I’m an assistant professor in the History Department at Saint Joseph’s College on the Long Island campus. I teach classes on Latin American, Caribbean, and global history. My research focuses on the Mapuche people who successfully resisted Spanish conquest in what is now Chile and Argentina. My book manuscript in progress, tentatively titled “Mapuche Politics in the Age of Revolution: Making A South Andean Borderlands,” examines how Mapuche leaders on both sides of the Andes used ritual negotiations, letter writing, and alliance making to defend their sovereignty from Spain, Chile, and Río de la Plata (Argentina) during the transition from colony to nation.
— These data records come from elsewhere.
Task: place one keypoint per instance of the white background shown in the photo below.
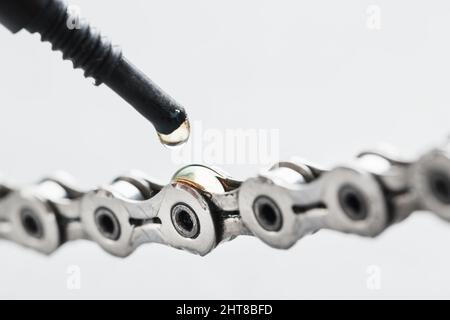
(312, 69)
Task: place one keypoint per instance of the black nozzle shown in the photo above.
(94, 53)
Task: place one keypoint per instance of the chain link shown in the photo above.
(202, 207)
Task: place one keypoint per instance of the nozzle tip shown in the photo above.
(178, 137)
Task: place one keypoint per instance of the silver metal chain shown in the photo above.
(202, 207)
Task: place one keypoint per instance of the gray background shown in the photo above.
(309, 68)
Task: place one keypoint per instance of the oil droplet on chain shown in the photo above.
(177, 137)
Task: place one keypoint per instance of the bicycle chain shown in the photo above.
(202, 207)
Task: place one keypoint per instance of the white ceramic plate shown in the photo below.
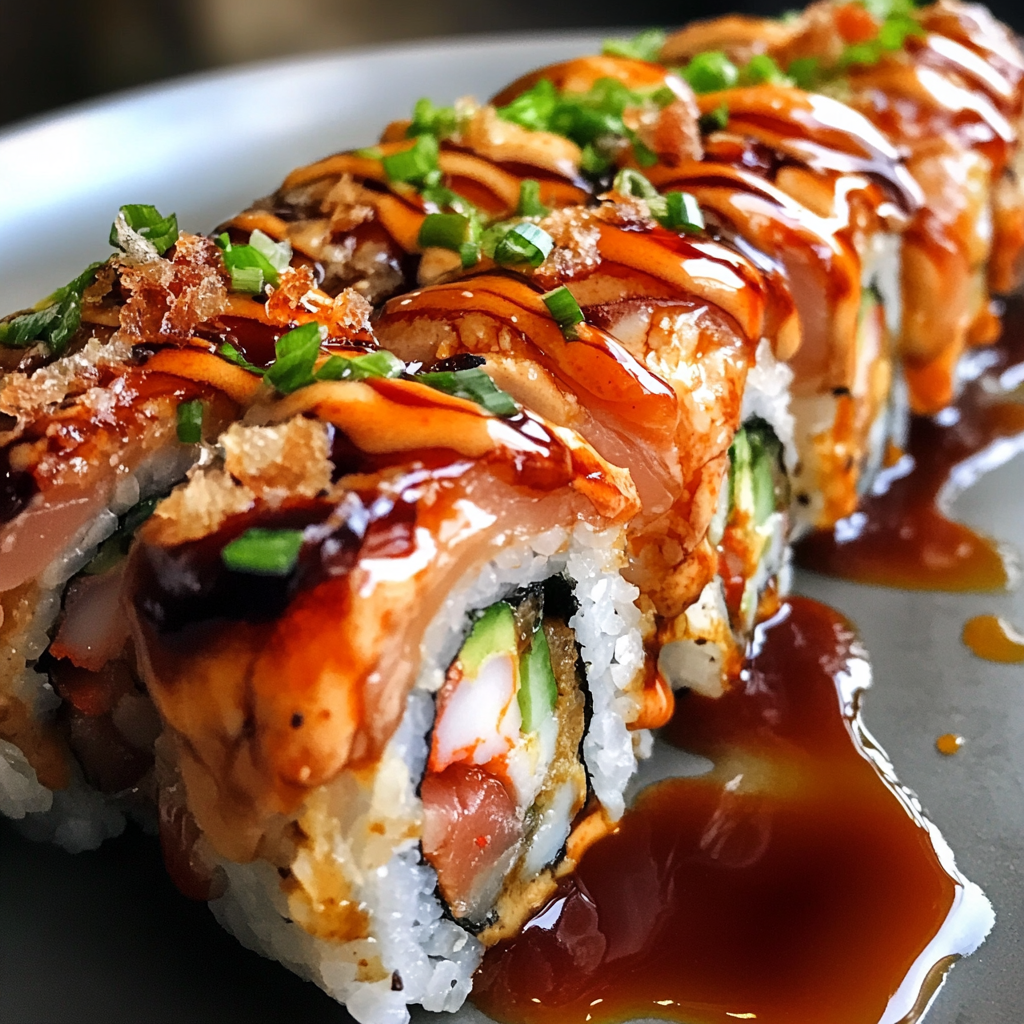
(103, 937)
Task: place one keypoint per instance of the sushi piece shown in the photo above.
(824, 218)
(399, 672)
(418, 206)
(617, 304)
(414, 207)
(944, 82)
(114, 388)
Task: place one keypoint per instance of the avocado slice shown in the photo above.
(538, 689)
(494, 633)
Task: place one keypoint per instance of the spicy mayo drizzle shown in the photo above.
(901, 536)
(794, 884)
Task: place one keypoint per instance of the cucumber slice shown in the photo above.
(538, 689)
(757, 480)
(494, 633)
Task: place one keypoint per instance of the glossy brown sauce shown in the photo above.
(794, 884)
(901, 536)
(949, 743)
(993, 639)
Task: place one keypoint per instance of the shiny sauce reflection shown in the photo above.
(794, 884)
(901, 536)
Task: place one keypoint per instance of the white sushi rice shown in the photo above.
(696, 658)
(410, 936)
(77, 817)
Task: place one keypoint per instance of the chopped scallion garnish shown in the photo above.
(296, 354)
(254, 265)
(431, 120)
(762, 70)
(645, 45)
(806, 72)
(716, 120)
(227, 351)
(632, 182)
(417, 165)
(593, 119)
(263, 552)
(357, 368)
(443, 230)
(114, 549)
(711, 72)
(474, 385)
(523, 244)
(147, 221)
(190, 422)
(54, 321)
(682, 213)
(593, 162)
(532, 109)
(564, 308)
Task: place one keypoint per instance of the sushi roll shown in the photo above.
(821, 197)
(944, 83)
(399, 672)
(114, 388)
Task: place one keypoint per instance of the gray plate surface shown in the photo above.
(102, 936)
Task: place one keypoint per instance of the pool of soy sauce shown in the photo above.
(796, 883)
(901, 535)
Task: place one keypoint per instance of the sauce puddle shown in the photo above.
(901, 537)
(993, 639)
(796, 883)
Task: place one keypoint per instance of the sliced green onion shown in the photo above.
(642, 153)
(806, 72)
(54, 321)
(357, 368)
(431, 120)
(227, 351)
(644, 45)
(247, 280)
(523, 244)
(663, 96)
(529, 200)
(443, 230)
(278, 254)
(716, 120)
(593, 162)
(159, 230)
(415, 165)
(762, 70)
(115, 548)
(296, 354)
(444, 199)
(632, 182)
(682, 213)
(190, 422)
(711, 72)
(564, 308)
(532, 109)
(250, 266)
(473, 385)
(263, 552)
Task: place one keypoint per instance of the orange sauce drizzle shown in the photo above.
(993, 639)
(901, 536)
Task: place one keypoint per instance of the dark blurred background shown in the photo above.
(59, 51)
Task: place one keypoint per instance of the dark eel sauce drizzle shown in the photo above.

Originally from Wisconsin, my transnational research and teaching interests began long ago with global study programs as an undergraduate in Oaxaca, Mexico, and Santiago, Chile. Later, these passions led him to live, travel, research, and share his findings in Chile, Peru, Argentina, Portugal, and Spain. I’m also a big fan of podcasts, and I’ve recently gotten into the podcasting game as a host for the Latin American Studies channel of the New Books Network.